けれども、眠気には勝てません。男の子はウトウトして、いつの間にか眠ってしまいました。
「坊や。坊や。」
男の子はその声に飛び起きます。
「えっ?!ここはどこ……?おじさんは、だれ?」
男の子が目を覚ますと、そこは真っ白な雪の広がる家の近くの公園でした。
「私は、サンタクロースだよ。」
そして、真っ暗な空とは対照的に、真っ赤な服を着たサンタさんがいたのです。
「うわあ!本物なの?!」
「本物さ。坊や、今時間はあるかい?」
男の子は驚きながらも、その問いに大きく頷きました。
「そうか。では、ひとつお願いをしよう。
これから私はこの街でプレゼントを配らないといけないのだが、どうにもこの街には詳しくない。

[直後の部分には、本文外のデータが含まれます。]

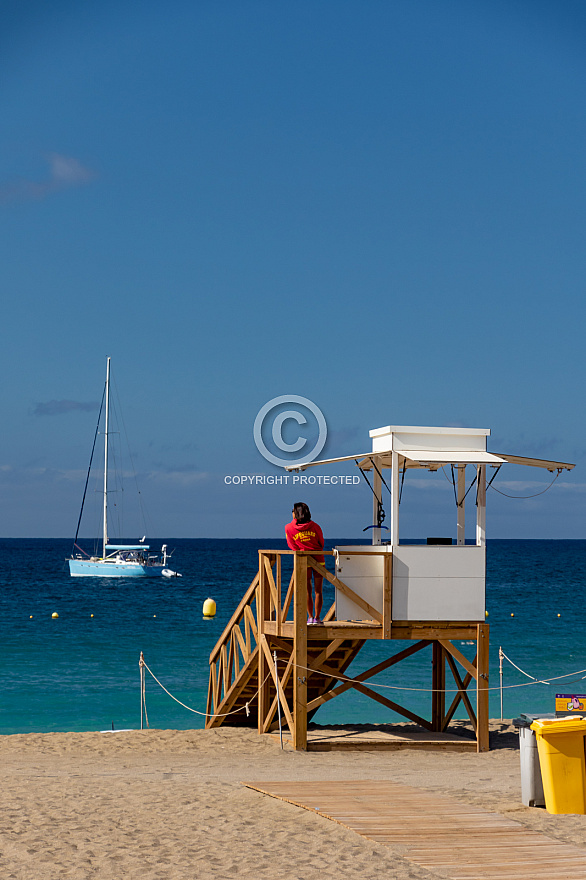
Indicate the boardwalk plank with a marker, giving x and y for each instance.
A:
(436, 832)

そこで、坊やに一緒にソリに乗って道案内をしてもらいたいのだが……お願いできるかな?」
「え!!いいの!?やったー!!」
男の子は大喜びです。まさか、サンタさんのソリに乗れるなんて夢のようです。
「いいかい、落ちたら危ないから しっかりつかまっているんだよ。」
そういうと、サンタさんはトナカイに繋がれた縄を引っ張り、トナカイを走らせました。
パカッ、パカッ……。
トナカイが走り出すと、ソリはだんだん宙に浮いて行きます。
見る見るうちにソリは地上から離れて行き もう雲と同じぐらいの高さまで来ています。
「うわあ!すごい、すごい!」
「見てごらん、あれが坊やのお家だよ。米粒ぐらいの大きさに見えるだろう。」
空から見た街は 家の光がきらきらと
星のように輝いていて 素晴らしい夜景が広がっています。
「あっちがヒロシくんの家でね、こっちがマイコちゃんの家だよ!」
「ほいほい、さすが坊やは詳しいね。これはとっても助かるよ。」
サンタさんと男の子は、いろんなことを話しながらプレゼントを配って回ります。
「どうやってみんなの欲しいプレゼントを調べているの?」
「調べてなんかいないよ。調べなくてもわかるんだ。」
「煙突が無くても大丈夫なの?」
「大丈夫だよ。サンタさんは、いつも傍にいるからね。」
「どうしてサンタさんは、みんなにプレゼントをくれるの?」
「サンタさんは、みんなの喜ぶ姿を見るのが一番好きなんだ。」
「みんなサンタさんを見たことがないっていうけど、それはどうして?」
「いいや、みんな見たことはあるはずさ。
ただ、それがサンタさんだと気が付いていないだけ。」
――楽しい時間というものは あっという間に過ぎてしまうもの。
サンタさんと男の子は すべてのプレゼントを配り終わりました。
「坊や、ありがとうね。おかげで助かったよ。」
「ううん。いいんだ。でも、最後にもう一つだけ質問をしてもいい?」
男の子はサンタさんをじっと見つめて尋ねます。
「サンタさんには、どうしたらなれるの?」
その質問に、サンタさんは目を丸くさせます。
「なんだ、そんなことか。」
サンタさんはフフっと男の子に笑って見せます。
「サンタさんにはね、誰だってなれるんだ。
君に 大切な人ができればね。」
サンタさんがそういうと、男の子はだんだん意識が遠退いて行きました。
気がつくと、そこはお家のベッドの上でした。
枕元には、クリスマスプレゼントがありました。
翌朝のことです。男の子はサンタさんからのクリスマスプレゼントで嬉しそうに遊んでいます。そして、もうあの質問をしてくることもありません。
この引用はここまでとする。